Another important candidate of selection is ELTD1, which was in the top two XP-EHH windows and was also identified by FST and PBS, albeit ranking 31st and 145th (among ca. 13,000 windows). This gene is thought to downregulate myocyte hypertrophy  as it is involved in the switch of cardiomyocytes from hyperplasia to hypertrophy . It is thus possible that it was selected in Andeans to limit the extent of ventricular hypertrophy and prevent pathological effects such as those observed in CMS patients . The Andean pulmonary artery was shown to be supported by an additional muscular layer to prevent damage from chronic pulmonary artery hypertension . In addition to this adaptation, our findings suggest that selection on ELTD1 and VEGFB may have resulted in further changes to the cardiovascular system to achieve efficient blood supply through controlled hypertrophy and increased perfusion of the myocard. Therefore, a complete suite of adaptations seems to have co-evolved, resulting in a reinforced and possibly more efficient cardiovascular system able to counteract the adverse effects of an increased haematocrit. In this regard it is interesting to note that our rough estimates indicate a significant reduction of cardiac output in highlanders (Table 3). Metabolic adaptations not yet identified coupled with increased oxygen carrying capacity may result in a decrease in oxygen demand at tissue level, beneficial at HA.
Besides VEGFB and ELTD1, CBS also appears to have been selected in Collas, ranking second in the PBS test. The gene was shown to increase cerebral blood flow (CBF) in mice during hypoxia . CBF is reduced in Andeans  likely due to the elevated haematocrit and resulting blood viscosity. Thus, a possible role of CBS may be to counteract the decrease of CBF at HA and increase oxygen delivery to the brain.
We found little overlap between candidate genes identified by our study and those previously reported in HA populations. Five genes identified in the top 1% of the four selection tests in Collas have been previously suggested as candidates of positive selection (Table S12). Of these, only one (PRKAA2) was highlighted in Andeans –. PRKAA2 is a protease inhibitor, important for energy balance in the ischemic heart . If the top 5% of our four selection tests are considered, thirteen genes out of 5136 match previously highlighted genes in Andeans (Table S13). The small overlap may be due to the focus on a different, albeit related population, the different statistics employed, different tag SNPs used, our more stringent significance cut-off compared to previous studies , , or the lower power of detection of genotype data compared to genome sequence data . Even though a similar combination of haplotype homozygosity (lnRH) and allele frequency differentiation tests (LSBL) was used by Bigham and colleagues, the exact ranking of genes could be different in the same data set if it was analysed with different statistics. FST and PBS were also employed by Zhou et al  but no overlapping candidate gene was detected with the same test. In this regard it is worth noting that Bigham et al  focused on a candidate gene list (75 HIF-pathway, 11 RAS and 27 globin genes) which only corresponded partially (30%) to our list of candidate genes. As Bigham et al ,  reported results only for their candidate genes, many of the signatures discovered in our study may have a wider distribution among Andean highlanders. Interestingly, no overlap of candidate genes was found between Zhou et al  and Bigham et al , , even though both datasets included samples from the same region (Cerro de Pasco, Peru).

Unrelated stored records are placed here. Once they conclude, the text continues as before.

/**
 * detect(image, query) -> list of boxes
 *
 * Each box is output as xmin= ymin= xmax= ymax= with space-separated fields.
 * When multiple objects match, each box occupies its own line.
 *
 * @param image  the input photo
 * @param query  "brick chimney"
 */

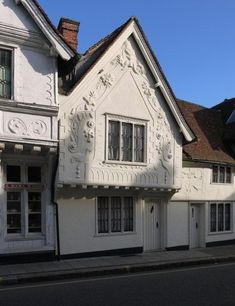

It is important to note that SNP ascertainment bias is inherent to whole genome scans , and since no Native American populations have been included in the ascertainment panels this bias may potentially affect the results of selection scans. At the same time, the design of tag-SNP chips has been shown to reduce the power to confirm those signals already detected in ascertainment panel (HapMap) populations and has a lesser effect on detecting new signals via haplotype homozygosity methods . A more severe limitation of the genotype based selection tests is that genotyped SNPs represent only a subset of common variants rather than the likely true causative mutations. For an exhaustive list of selected genes whole genome sequences would be required. The selection tests employed in this study cover a variety of signatures of positive selection but are unable to detect soft sweeps acting on polygenic traits . Another confounding factor may result from genetic drift. Villages in the Argentinean highlands are isolated, low heterozygosity has been described and a considerable amount of genetic drift suggested , . Similarly, lowland Wichí communities often consist of a few families living together in one community. However, drift predominantly affects neutral variances equally across the genome, regardless of the gene's function , . The finding of highly differentiated allele frequencies in Andeans Collas compared to Wichí together with strong signatures in genes with a putative role in the hypoxia response makes positive selection a more plausible force driving those particular signatures.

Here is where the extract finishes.